Artikel ini adalah intisari dari jurnal yang dimuat di Mediterranean Politics, yang berjudul The Unknown Future of Syria, yang dipublikasikan secara online pada 6 Maret 2013 di tautan ini: http://dx.doi.org/10.1080/13629395.2013.764656. Perspektif, analisis, dan kesimpulan yang dilakukan penulis jurnal tidak mencerminkan sikap ICMES. Pemuatan artikel ini bertujuan untuk mempelajari model-model analisis yang dilakukan para ilmuwan dari berbagai latar belakang, dengan tujuan akademis. Selanjutnya, ICMES akan membuat tulisan [Commentary] yang berisi tanggapan ilmiah atas artikel paper ini.
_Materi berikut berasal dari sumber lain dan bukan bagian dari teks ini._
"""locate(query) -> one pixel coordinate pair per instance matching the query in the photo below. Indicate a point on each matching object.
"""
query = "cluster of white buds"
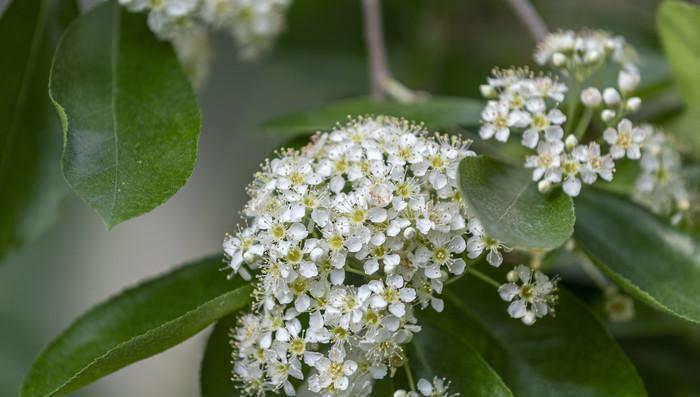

pro-assad-demoPrediksi Masa Depan Suriah

David W. Lesch [1]

Konflik Suriah saat tulisan ini dibuat telah berlangsung selama dua tahun. Setelah para otoriter di Tunisia, Mesir, Yaman dan Libya jatuh, banyak yang berharap yang jatuh setelahnya adalah Presiden Suriah Bashar Al Assad. Namun hal ini tidak terjadi, yang artinya Suriah akan tenggelam dalam kehancuran yang lebih parah.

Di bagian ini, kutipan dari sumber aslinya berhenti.